Localization of the Na+/H+ exchanger isoform NHE-3 in rabbit and canine kidney
1994; Elsevier BV; Volume: 1195; Issue: 1 Linguagem: Inglês
10.1016/0005-2736(94)90013-2
ISSN1879-2642
AutoresManoocher Soleimani, Crescence Bookstein, Gwen L. Bizal, Mark W. Musch, Yolanda J. Hattabaugh, Mrinalini C. Rao, Eugene B. Chang,
Tópico(s)Ion channel regulation and function
ResumoThe distribution and subcellular localization of Na+/H+ exchanger isoform NHE-3 was studied in rabbit and canine kidney using polyclonal antibodies to an NHE-3 fusion protein. Western blot analyses were performed against microsomal, brush-border, and basolateral membranes isolated from rabbit kidney cortex, outer medulla, and inner medulla. Immunoblots indicated that NHE-3 antibody recognized a strong band with 95–100 kDa molecular mass in cortical microsomes. Subcellular localization studies showed that NHE-3 was expressed in brush-border membranes of kidney cortex.

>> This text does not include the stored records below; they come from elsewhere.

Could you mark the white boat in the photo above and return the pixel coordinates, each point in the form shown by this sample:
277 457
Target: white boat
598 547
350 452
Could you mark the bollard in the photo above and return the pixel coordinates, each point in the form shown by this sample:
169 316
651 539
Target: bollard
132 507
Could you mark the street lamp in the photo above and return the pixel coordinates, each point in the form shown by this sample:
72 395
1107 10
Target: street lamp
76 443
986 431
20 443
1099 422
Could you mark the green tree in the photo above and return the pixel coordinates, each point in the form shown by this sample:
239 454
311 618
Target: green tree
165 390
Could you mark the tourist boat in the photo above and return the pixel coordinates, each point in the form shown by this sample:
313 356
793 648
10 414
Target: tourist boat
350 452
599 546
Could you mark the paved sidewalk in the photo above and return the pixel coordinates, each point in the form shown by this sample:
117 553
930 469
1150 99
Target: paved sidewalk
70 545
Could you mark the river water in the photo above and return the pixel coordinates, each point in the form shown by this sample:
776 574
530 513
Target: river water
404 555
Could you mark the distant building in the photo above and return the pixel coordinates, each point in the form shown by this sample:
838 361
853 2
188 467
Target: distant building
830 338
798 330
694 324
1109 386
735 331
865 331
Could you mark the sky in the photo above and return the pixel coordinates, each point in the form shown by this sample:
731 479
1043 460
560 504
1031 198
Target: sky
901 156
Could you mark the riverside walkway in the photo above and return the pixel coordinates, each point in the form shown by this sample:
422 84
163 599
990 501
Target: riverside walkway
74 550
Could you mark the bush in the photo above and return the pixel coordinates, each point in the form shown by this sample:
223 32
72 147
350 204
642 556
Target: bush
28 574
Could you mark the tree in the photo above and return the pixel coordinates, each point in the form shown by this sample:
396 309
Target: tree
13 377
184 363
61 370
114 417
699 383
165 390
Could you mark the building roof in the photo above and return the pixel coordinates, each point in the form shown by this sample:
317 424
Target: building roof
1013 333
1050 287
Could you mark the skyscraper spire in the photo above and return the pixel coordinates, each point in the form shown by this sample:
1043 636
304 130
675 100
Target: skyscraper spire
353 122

Expression of NHE-3 in the medullary regions was studied by immunoblot analysis of NHE-3 antibody against the microsomal membranes from the outer and inner medulla. NHE-3 antibody specifically labelled a 95–100 kDa protein in outer but not inner medulla. Subcellular localization studies demonstrated that NHE-3 is localized to the brush-border membranes of the outer medulla. Immunoblot analysis against brush-border membranes from canine kidney cortex and outer medulla demonstrated the presence of an 83–90 kDa protein. The above experiments suggest that NHE-3 in rabbit kidney is a 95–100 kDa protein and is expressed in brush-border membranes of the cortex and outer medulla. The canine kidney NHE-3 is a 83–90 kDa protein and is expressed in brush-border membranes of the cortex and outer medulla. Based on its subcellular localization, we conclude that NHE-3 may be involved in vectorial Na+ and HCO3− transport and pHo regulation.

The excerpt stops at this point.